The proposed move trait doesn't give a fully general mechanism for interacting with exchange, doing that effectively would require even more changes to rust's type system and I don't feel like trying to fit things like "higher kinded types", "changing type indices on a reference to a region", or "custom coeffect annotations" into rust's syntax and semantics. This proposal provides a complementary mechanism to the existing lifetime based restrictions.

An alternative sort of exchange operation might be something like (in agda-like syntax)

record Exchange (L : Lifetime -> Type) (R : Lifetime -> Type): Type where
  exchange: forall {a b : Lifetime} (l : L a) (r : R b) -> (L b ⨯ R a)

or in a made up rust-like syntax

trait Exchange<for<'c> R<'c>: 'c> for<'c> Self<'c>: 'c {
  fn exchange<'a, 'b>(l: Self<'a>, r: R<'b>) -> (Self<'b>, R<'a>);
}

This operation swaps the remaining lifetimes of L and R (ignoring whatever kind of references would be required to make this actually generally work in rust semantics), it expresses "there is some way to modify L and R to change which one must outlive the other". (in trivial cases, the modification is "do nothing, they're already independent")

However this alternative exchange operation, while it does allow changing the lifetimes of values to swap them, it can't handle changing the lifetimes of the regions those values live in, so it wouldn't be able to apply to values that are already stored in a specific region.

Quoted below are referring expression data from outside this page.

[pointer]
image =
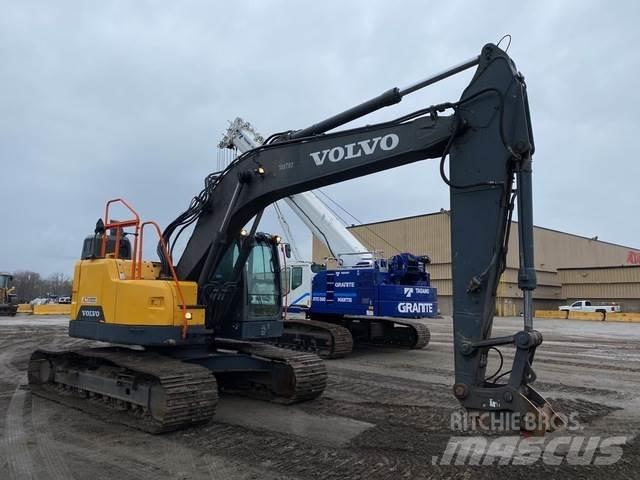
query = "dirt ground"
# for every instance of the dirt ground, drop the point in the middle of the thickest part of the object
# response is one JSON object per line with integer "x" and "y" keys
{"x": 385, "y": 414}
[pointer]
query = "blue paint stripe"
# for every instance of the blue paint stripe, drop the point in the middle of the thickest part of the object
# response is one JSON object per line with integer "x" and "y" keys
{"x": 301, "y": 297}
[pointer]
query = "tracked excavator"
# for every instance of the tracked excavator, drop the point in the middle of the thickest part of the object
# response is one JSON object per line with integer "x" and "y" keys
{"x": 188, "y": 330}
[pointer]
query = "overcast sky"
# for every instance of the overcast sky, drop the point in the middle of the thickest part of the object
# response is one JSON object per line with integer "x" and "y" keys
{"x": 105, "y": 99}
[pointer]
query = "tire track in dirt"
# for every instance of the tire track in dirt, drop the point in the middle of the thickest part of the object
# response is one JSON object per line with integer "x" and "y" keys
{"x": 54, "y": 462}
{"x": 19, "y": 459}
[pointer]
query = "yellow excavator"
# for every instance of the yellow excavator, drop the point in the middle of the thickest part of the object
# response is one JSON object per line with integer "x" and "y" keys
{"x": 203, "y": 325}
{"x": 8, "y": 307}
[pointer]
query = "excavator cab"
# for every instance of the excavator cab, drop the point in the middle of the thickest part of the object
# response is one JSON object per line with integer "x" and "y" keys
{"x": 245, "y": 302}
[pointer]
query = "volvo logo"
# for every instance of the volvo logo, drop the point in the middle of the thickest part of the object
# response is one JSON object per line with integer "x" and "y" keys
{"x": 355, "y": 150}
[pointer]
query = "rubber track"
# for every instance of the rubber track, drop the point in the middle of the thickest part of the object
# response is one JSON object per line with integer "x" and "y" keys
{"x": 341, "y": 339}
{"x": 306, "y": 376}
{"x": 191, "y": 392}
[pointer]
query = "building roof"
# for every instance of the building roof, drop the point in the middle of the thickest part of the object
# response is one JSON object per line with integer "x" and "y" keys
{"x": 447, "y": 212}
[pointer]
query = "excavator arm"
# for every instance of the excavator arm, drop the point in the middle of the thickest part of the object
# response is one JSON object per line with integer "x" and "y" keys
{"x": 488, "y": 139}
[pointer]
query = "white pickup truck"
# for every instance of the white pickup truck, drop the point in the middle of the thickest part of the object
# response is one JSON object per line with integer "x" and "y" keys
{"x": 586, "y": 306}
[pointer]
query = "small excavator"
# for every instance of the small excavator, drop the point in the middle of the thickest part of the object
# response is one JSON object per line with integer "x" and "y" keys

So, let's explore Rust's restricted exchange:

  • Rust permits reordering usages of anything which isn't borrowed.
  • Rust permits reordering usages that don't have a lifetime constraint between them.
  • Rust currently permits reordering a usage of a value past the usage of its region if and only if the region isn't the magic type Pin and the value doesn't provide unpin.

For the sake of examples:

struct Alpha(i32);
struct Beta{idx: i32, a: A };
fn foo() {
  let b = Beta{idx: 1, a: Alpha(1)}; // the remaining lifetime of the object "alpha 1" is constrained by the lifetime of "beta 1"
  let a2 = Alpha(2);
  let a1 = b.a; // the uninitialized region `a1` and the initialized region `b.a` swap the lifetimes of their contents, resulting in object "alpha 1" having the lifetime of region `a1` and region `b.a` being uninitialized.
  b.a = a2; // exchange `a2` into `b.a`, giving the object "alpha 2" the lifetime of the region `b.a`, restoring the region to initialized state. 
  drop(b); // ending the lifetime of region `b` also ends the lifetime of object "alpha 2" which is constrained to be within it.
 // object "alpha 1" is still alive despite being originally constrained by the lifetime of object "beta 1"
  drop(a1prime); // we can now consume the object "alpha 1" despite outliving its original bound, because rust's restricted exchange permits this.
}

Moving objects between locations can change their position in the lifetime ordering, and thus is a component of Exchange. Within Rust, we can factor exchange out of "exchange the lifetimes of A and B" and into "move A into an uninitialized position and adopt its lifetime, leaving its prior position uninitialized" which can reconstruct the more classic exchange by doing the classic "swap with three moves and a temporary" construction. The move operation is unary rather than binary and avoids some usage of higher kinded types so it's easier to type and represent in Rust's type system.